William Schuler, a linguistics professor at The Ohio State University (OSU), is part of a project called Low Resource Languages for Emergent Incidents (LORELEI), an initiative through the Defense Advanced Research Projects Agency (DARPA). The LORELEI program’s goal is to develop technology for languages about which translators and linguists know nothing.
As part of LORELEI, Schuler and his team are using the Ohio Supercomputer Center’s Owens Cluster to develop a grammar acquisition algorithm to discover the rules of lesser-known languages, learning the grammars without supervision so disaster relief teams can react quickly.
“We need to get resources to direct disaster relief and part of that is translating news text, knowing names of cities, what’s happening in those areas,” Schuler said. “It’s figuring out what has happened rapidly, and that can involve automatically processing incident language.”
Schuler’s team is working to build a Bayseian sequence model based on statistical analysis to discover a given language’s grammar. It is hypothesized this parsing model can be trained to learn a language and make it syntactically useful.
The computational requirements for learning grammar from statistics are tremendous, which is why we need a supercomputer. ~ William Schuler.
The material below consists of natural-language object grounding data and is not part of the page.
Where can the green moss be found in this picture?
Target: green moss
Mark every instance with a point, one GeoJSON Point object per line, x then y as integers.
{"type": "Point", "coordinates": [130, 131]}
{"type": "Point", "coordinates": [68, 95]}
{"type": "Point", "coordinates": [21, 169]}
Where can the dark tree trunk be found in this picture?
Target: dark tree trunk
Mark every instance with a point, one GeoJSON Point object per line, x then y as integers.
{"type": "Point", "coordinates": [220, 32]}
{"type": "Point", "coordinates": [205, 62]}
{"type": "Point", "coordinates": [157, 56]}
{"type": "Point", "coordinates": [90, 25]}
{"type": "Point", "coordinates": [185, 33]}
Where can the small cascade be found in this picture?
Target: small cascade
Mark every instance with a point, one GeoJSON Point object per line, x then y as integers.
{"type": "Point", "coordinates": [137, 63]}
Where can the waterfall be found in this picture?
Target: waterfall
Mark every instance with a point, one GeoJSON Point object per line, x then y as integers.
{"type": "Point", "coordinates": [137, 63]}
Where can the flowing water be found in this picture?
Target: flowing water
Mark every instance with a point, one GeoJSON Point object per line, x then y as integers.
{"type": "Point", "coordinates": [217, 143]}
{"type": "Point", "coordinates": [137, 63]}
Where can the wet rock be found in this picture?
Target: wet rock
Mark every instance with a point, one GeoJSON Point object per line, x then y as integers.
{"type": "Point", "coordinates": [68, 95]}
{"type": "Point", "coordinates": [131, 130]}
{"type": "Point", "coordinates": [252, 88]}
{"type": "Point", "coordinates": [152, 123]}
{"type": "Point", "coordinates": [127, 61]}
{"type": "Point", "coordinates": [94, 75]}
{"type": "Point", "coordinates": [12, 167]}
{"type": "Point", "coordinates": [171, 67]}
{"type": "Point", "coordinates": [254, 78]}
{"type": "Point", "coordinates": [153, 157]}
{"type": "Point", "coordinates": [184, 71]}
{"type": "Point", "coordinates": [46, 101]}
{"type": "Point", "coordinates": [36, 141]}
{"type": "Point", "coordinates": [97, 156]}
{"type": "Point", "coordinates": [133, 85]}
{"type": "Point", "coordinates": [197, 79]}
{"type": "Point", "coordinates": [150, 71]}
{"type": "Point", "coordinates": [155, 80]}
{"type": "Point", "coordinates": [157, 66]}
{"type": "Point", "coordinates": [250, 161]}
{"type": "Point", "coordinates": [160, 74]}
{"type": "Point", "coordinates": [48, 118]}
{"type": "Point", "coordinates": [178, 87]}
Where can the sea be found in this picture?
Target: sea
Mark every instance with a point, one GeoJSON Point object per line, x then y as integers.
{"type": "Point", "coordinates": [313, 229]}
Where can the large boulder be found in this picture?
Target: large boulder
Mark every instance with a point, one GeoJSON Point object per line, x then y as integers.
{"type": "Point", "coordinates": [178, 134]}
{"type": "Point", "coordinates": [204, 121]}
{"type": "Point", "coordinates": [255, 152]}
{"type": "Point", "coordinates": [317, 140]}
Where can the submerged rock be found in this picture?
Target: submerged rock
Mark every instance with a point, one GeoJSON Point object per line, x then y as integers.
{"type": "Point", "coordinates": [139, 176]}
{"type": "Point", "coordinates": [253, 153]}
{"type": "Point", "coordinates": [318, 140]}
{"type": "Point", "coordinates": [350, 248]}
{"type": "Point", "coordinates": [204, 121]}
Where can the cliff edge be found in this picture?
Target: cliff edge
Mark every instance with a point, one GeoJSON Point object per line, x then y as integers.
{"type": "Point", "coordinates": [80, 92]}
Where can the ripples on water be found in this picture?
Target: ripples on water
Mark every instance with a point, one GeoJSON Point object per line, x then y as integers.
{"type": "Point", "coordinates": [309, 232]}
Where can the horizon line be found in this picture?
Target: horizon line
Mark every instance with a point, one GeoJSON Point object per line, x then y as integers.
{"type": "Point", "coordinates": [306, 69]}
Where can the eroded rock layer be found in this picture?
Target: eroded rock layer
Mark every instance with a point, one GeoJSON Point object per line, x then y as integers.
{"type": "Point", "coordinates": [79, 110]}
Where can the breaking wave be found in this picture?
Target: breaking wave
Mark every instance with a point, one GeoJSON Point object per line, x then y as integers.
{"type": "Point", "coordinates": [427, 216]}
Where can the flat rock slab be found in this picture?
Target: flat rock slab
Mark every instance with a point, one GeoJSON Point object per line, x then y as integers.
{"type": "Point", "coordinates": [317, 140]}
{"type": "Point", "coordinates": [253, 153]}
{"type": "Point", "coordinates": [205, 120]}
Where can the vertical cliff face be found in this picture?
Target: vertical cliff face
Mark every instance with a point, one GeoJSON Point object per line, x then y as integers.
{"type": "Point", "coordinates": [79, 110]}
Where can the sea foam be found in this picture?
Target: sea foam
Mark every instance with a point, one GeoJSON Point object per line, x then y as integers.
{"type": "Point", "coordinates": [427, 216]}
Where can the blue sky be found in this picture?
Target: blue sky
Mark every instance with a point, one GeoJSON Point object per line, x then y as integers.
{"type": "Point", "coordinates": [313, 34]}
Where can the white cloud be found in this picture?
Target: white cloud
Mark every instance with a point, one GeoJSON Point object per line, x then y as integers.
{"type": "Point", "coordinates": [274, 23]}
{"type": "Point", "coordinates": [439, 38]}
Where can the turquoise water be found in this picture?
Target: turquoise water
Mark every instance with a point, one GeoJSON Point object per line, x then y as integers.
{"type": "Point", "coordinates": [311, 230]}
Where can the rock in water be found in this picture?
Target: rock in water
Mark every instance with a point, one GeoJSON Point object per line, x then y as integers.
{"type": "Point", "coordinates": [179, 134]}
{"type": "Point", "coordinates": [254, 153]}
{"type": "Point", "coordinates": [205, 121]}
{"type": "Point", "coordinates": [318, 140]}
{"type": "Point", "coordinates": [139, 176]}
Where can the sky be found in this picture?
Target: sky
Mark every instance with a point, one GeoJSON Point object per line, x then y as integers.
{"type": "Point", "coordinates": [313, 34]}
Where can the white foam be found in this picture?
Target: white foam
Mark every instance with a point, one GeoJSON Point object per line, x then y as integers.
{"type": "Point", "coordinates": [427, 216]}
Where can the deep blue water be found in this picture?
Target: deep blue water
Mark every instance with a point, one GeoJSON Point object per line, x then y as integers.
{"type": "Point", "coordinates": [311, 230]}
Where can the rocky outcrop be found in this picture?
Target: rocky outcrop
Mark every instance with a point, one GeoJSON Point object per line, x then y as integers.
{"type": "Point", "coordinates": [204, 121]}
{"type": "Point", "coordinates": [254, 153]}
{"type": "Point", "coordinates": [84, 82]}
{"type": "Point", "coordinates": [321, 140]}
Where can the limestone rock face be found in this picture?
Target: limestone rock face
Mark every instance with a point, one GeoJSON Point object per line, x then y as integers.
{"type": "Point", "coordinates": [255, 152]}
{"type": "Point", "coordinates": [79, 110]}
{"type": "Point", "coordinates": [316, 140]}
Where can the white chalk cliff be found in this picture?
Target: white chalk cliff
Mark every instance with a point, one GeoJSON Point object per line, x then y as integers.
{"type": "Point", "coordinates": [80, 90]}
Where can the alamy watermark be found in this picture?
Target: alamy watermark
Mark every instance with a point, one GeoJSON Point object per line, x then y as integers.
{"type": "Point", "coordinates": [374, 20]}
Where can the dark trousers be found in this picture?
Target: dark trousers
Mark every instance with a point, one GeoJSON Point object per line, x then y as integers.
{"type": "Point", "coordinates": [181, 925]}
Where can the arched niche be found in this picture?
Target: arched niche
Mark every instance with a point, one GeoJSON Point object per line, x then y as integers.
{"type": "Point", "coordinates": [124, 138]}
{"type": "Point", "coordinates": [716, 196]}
On a powerful single server, Schuler’s team can analyze 10 to 15 categories of grammar, according to Lifeng Jin, a Ph.D. student who oversees the computational aspects of the project. But using the GPUs on OSC’s Owens system allows Jin to increase the number of categories greatly.
GPUs – graphics processing units – are more powerful and cost-efficient than CPUs – central processing units. CPUs are the brains of a computer and are composed of just a few cores with plenty of cache memory. GPUs are a complementary processing unit to CPUs composed of hundreds of cores that can handle thousands of threads simultaneously. GPUs have the capability to quickly execute computations important in engineering analysis and simulation.
“We can increase the complexity of the model exponentially, so we can use 45 to 50 categories and get results in an even shorter amount of time,” Jin said. “It’s a more realistic scenario of imitating what humans are doing. The models are really big, so memory is crucial.
“The statistical model is also very complicated. In order to train it, we have to do a lot of computation. Say we have 20,000 sentences from a given language, we use that to train the grammar. That’s where OSC comes in. In the first stage, we tried to train the grammar using CPUs, but they’re too slow. So we refactored our code to use GPUs for sampling, and it’s sped up our process greatly.”
Speed is critical in the project because the LORELEI goal is quick response to disaster relief, meaning high performance computing is critical. In August, DARPA organized a trial run to simulate two real disasters in Africa. Schuler’s group used 60 GPUs on the Owens Cluster for seven days for four grammars of two languages, illustrating the importance of OSC’s resources to the project.
Jin said that as they begin using more realistic configurations for grammars, the size of the grammars and the computation required to explore them will be even greater, giving OSC an even greater future role as the research evolves.
“For rapid grammar acquisition, when minutes count you need lots of power in a hurry,” Schuler said.
“We’re answering these fundamental questions about what it means to be human and have language and be the animal that talks to each other. The ability to ask these kinds of questions and get answers is a relatively recent innovation that requires the high performance computing infrastructure OSC gives us. It’s really a game-changer.”